Dec-07-17  kevin86: The key was to remove the pawn at f6
Dec-07-17  malt: 32.R:f6 prevents the black queen check (earlier post) 32...N:f6 33.Q:g5+ Kh8 34.N:f6 Rf7 35.Qh4+
Dec-07-17  agb2002: White is one pawn down.

The natural moves (destruction of defense) are Nxf6 and Rxf6. In the case of 32.Nxf6:

A) 32... Nxf6 33.Qxg5+

A.1) 33... Kf7 34.Rxf6+ Ke7 35.Qg7+ wins.

A.2) 33... Kh7 34.Rxf6 Rxf6 35.Rxf6 Qg7 36.Qh5+ Kg8 37.Rg6 wins decisive material.

A.3) 33... Kh8 34.Rxf6 Rxf6 35.Rxf6 as above.

B) 32... Rxf6 33.Qxg5+

B.1) 33... Rg6 34.Rf7+ and mate soon.

B.2) 33... Kf7(8) 34.Rxf6+ Nxf6 35.Rxf6+ Ke8 (35... Ke7 36.Qg7+ and 37.Rf8#) 36.Qg8+ Kd7 37.Qg7+ Kc8 38.Rf8+ wins decisive material.

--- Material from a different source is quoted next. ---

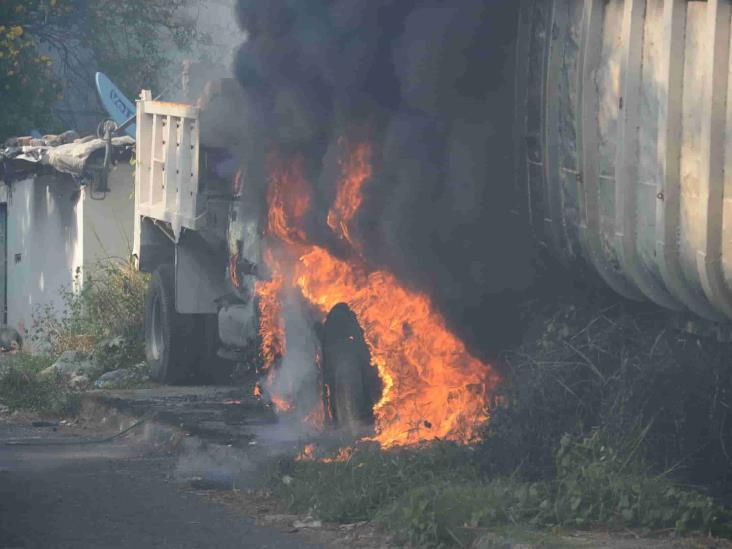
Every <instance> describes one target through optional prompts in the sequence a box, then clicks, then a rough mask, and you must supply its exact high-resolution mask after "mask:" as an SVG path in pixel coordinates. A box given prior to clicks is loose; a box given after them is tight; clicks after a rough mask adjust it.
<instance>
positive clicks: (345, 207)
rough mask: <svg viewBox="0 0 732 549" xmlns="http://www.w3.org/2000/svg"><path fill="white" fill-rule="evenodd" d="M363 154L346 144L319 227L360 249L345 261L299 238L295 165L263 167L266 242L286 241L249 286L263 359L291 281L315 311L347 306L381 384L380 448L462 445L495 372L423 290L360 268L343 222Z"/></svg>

B.3) 33... Kh7 34.Rxf6 Nxf6 35.Rxf6 transposes to A.2.

B.4) 33... Kh8 34.Rxf6 Nxf6 35.Rxf6 transposes to A.3.

C) 32... Kg6 33.Rxg3

C.1) 33... Nxf6 34.Qxg5+ Kh8 (34... Kf7 35.Qg7+ and 36.Qxc7; 34... Kh7 35.Qh4+ Nh5 36.Qxh5#) 35.Rxf6 wins (35... Rxf6 36.Qxf6+ Kh7 37.Qh4#).

C.2) 33... Rxf6 34.Qxg5+ as above.

D) 32... Kh6 33.Rxg3 Rg8 34.Nxg8 wins decisive material.

Dec-07-17  Patriot: <agb2002> You missed 32...Qb6+ too! That wasn't even on my radar this morning.
Dec-07-17  Henrychn: 37 Qh5+, Kg7. What is white's next move?
Dec-08-17  Henrychn: I got it. Rxg4+
Dec-08-17  agb2002: <Patriot: <agb2002> You missed 32...Qb6+ too!>

I saw it immediately the first time I looked at the diagram but I don't know why I forgot it a few hours later when I found the time to write my post.